Eugene, Oscar and Réka travelled long and far to Newcastle to have the nice people there sequence our two Cf strains with their new Ion torrent sequencing suite. We also got the grand tour of their Centre for Bacterial Cell Biology, located in the new Baddiley-Clark Building, with detailed explanations of what each machine/person was doing. We were then talked through the process of obtaining the genome sequence of our strains, from raw genomic DNA to the assembled sequence.
We would like to kindly thank two synthetic biologists, Dr. Wendy Smith, who spent her whole day enlightening us and Dr. Anil Wipat, who, we found out, was running an MSc Synthetic biology course.
1) Herculase PCR for Shewanella
Herculase PCR was performed for potential Shewanella oneidensis strain using 3 sets of primers: cymA, mtrA and mtrCAB. Gel analysis indicated no results.
2) Citrobacter and E. coli growth on various sugars II and III – results
The results of these experiments can be seen in the pictures below.

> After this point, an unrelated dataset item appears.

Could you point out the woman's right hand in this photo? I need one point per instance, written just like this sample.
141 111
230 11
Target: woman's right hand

From these results, it can be seen that Cf SBS197 grows less well on lactose, sucrose and citrate but both strains grow equally well on glycerol and glucose. The E. coli + sucrose hydrolase cells grew well on sucrose even without there being any arsenic (the inducer of the sucrose hydrolase gene) on the plate. For some reason, all bacteria grew weakly on the lactose plates, this might mean that our lactose stock might not be good.
Shewanella PCR
Multiple PCRs were prepared:
Kod PCR for 16S ribosomal DNA for potential Shewanella strain (strains was later identified as different bacteria)
Taq PCR for 3 potential Shewanella strains using mtrA primers (one of the strains showed positive result at expected 1 kb)
Half-cell setup
Half-cell was autoclaved, filled with liquid LB medium and inocluated with potential Shewanella strain. The Half-cell was sealed and left for incubation over the weekend. The initial voltage readout was 0.4 mV.